Lembaran Banyuwangi Dalam Tulisan "VISITOR's GUIDE Book Banyuwangi East Java - Indonesia"

Lembaran yang sudah tersusun dalam bentuk buku ini, perlu anda ketahui untuk mengenal Banyuwangi lebih awal. Buku ini dikeluarkan oleh pihak Dinas Kebudayaan dan Pariwisata Kabupaten Banyuwangi (Banyuwangi Regency Culture & Tourism Service) secara terbatas dan tidak diperjualbelikan.
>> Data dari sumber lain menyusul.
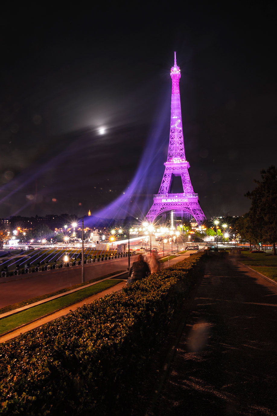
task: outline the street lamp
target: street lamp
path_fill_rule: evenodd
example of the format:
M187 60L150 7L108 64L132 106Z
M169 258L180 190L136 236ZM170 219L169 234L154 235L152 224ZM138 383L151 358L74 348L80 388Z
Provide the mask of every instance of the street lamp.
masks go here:
M150 256L152 255L152 246L151 245L151 237L152 237L152 231L153 231L155 229L152 225L149 225L148 227L148 230L150 232Z
M77 227L77 223L72 223L71 225L73 227L73 235L75 237L75 227Z
M217 229L218 228L218 225L219 223L219 221L218 221L218 220L216 220L214 221L214 223L215 224L216 226L216 248L217 248L218 243L218 238L217 238Z
M165 243L166 244L167 243L167 238L165 238L164 240L163 243L164 243L164 248L164 248L164 243Z
M224 233L224 244L225 244L225 240L228 239L228 238L229 238L229 234L228 234L228 233Z
M130 268L130 229L128 228L128 270Z
M68 237L67 236L66 236L64 237L64 241L65 242L65 249L66 250L66 248L67 247L67 242L69 240L69 237Z
M179 237L180 235L180 231L176 231L175 234L176 235L176 237L177 238L177 252L179 251Z

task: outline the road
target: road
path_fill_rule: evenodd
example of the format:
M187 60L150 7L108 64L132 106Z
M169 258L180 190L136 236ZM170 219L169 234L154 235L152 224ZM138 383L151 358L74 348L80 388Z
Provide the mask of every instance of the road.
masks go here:
M210 262L154 411L277 415L277 286L235 261Z
M189 251L181 258L184 258L194 253L195 251ZM137 257L130 258L131 265ZM176 258L175 260L170 260L170 263L173 264L180 259ZM167 264L166 262L165 266ZM127 257L85 264L85 281L101 277L113 272L127 271ZM2 277L0 280L0 308L69 287L81 283L81 266L11 276L5 279Z
M131 258L132 264L135 256ZM85 265L85 281L112 272L127 270L128 258L107 260ZM0 308L81 283L81 267L74 266L3 278L0 282Z

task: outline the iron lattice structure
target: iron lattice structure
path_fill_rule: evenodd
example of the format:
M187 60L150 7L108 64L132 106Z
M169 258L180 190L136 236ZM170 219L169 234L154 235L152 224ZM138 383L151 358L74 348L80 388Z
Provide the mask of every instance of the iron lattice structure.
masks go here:
M198 194L194 192L189 174L189 163L185 156L179 89L181 72L177 65L176 52L174 54L174 65L170 71L172 89L167 160L164 163L165 169L159 192L154 195L153 205L145 219L152 223L158 215L167 211L182 210L191 214L199 225L206 217L199 205ZM169 193L173 175L181 177L183 193Z

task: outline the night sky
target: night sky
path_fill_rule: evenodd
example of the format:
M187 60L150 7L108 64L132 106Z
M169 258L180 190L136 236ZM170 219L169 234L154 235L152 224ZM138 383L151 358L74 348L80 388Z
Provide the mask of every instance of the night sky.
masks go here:
M142 218L167 157L175 50L200 205L208 218L246 212L277 164L277 6L222 4L2 10L0 217Z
Asal-usul Gandrung Banyuwangi


Dalam setiap prosesi upacara di Istana Majapahit sering dipentaskan suatu bentuk tarian istana, yang dikenal dengan istilah "Juru Angin", yaitu seorang wanita menari sambil menyanyi dengan begitu menarik. Penari tersebut diikuti Oleh seorang "Buyut", yaitu seorang pria tua berfungsi sebagai punokawan penari Juru Angin tersebut.

Bentuk tarian inilah, yang mungkin sebagai prototype suatu bentuk kesenian, yang sekarang dikenal dengan "Gandrung".

Hal ini dapat diasumsikan dari bentuk penampilan penari Gandrung yang selalu diikuti Oleh seorang pemain Kluncing atau lebih dikenal sebagai Pengudang.

Pengudang ini selalu memberikan lawakan-lawakan terkait tarian yang dibawakan oleh penari Gandrung.

Pada zaman kehidupan kerajaan-kerajaan, daerah sangat jauh dari pusat kerajaan, sehingga perkembangan seni budayanya mengikuti pola seni budaya pusat. Dalam masa perkembanganya sampai tahun 1890, di daerah Blambangan berkembang bentuk kesenian Gandrung, yang penarinya terdiri dari anak laki-laki berumur antara 7 sampai 16 tahun. Mereka berperan sebagai penari Gandrung dengan berpakaian wanita.

Pementasan seni gandrung laki-laki pada masa itu dilakukan dengan jalan keliling desa-desa, kemudian penari tersebut mendapatkan inatura. Gamelan pengiringnya terdiri dari gendang, kethuk, biola, gong dan kluncing. Penari gandrung laki-laki hanya mampu bertahan sampai 40 tahun. Namun, ada juga yang tetap memilih jadi penari Gandrung sampai akhir hayatnya.


Pelaksanaan pementasannya dilakukan pada malam hari, terutama pada bulan purnama di halaman terbuka. Penari Gandrung pria di tampilkan empat orang penari sekaligus menari secara bersama-sama. Pemilihan partner penarinya dilakukan dengan melemparkan ujung sampur kepada penonton yang mengelilinginya. Biasanya diawali dari bagian barat, timur, selatan, dan kemudian utara.

Pada perkembangan terakhir, penari Gandrung dibawakan oleh seorang wanita. Penari Gandrung wanita pertama juga penari Seblang bernama Semi, putri seorang penduduk Cungking bernama Mak Midah. Penduduk Desa Cungking sampai tahun 1850 masih beragama Ciwa.

Di desa yang sekarang berubah nama menjadi Kelurahan Bakungan inilah, sampai sekarang masih berkembang kesenian Seblang. Urutan penampilan biasanya diawali dengan tari jejer, baru kemudian disusul tari penari Gandrung. Biasanya diatur menurut datangnya tamu dalam arena tersebut.

Dalam mengatur urutan tersebut biasanya penari Gandrung dibantu oleh seorang gedong atau biasa disebut pramugari.

Pada akhirnya pertunjukkan ditutup dengan tari Seblang subuh, yang syair gendingnya mengandung petuah-petuah bagi para penonton.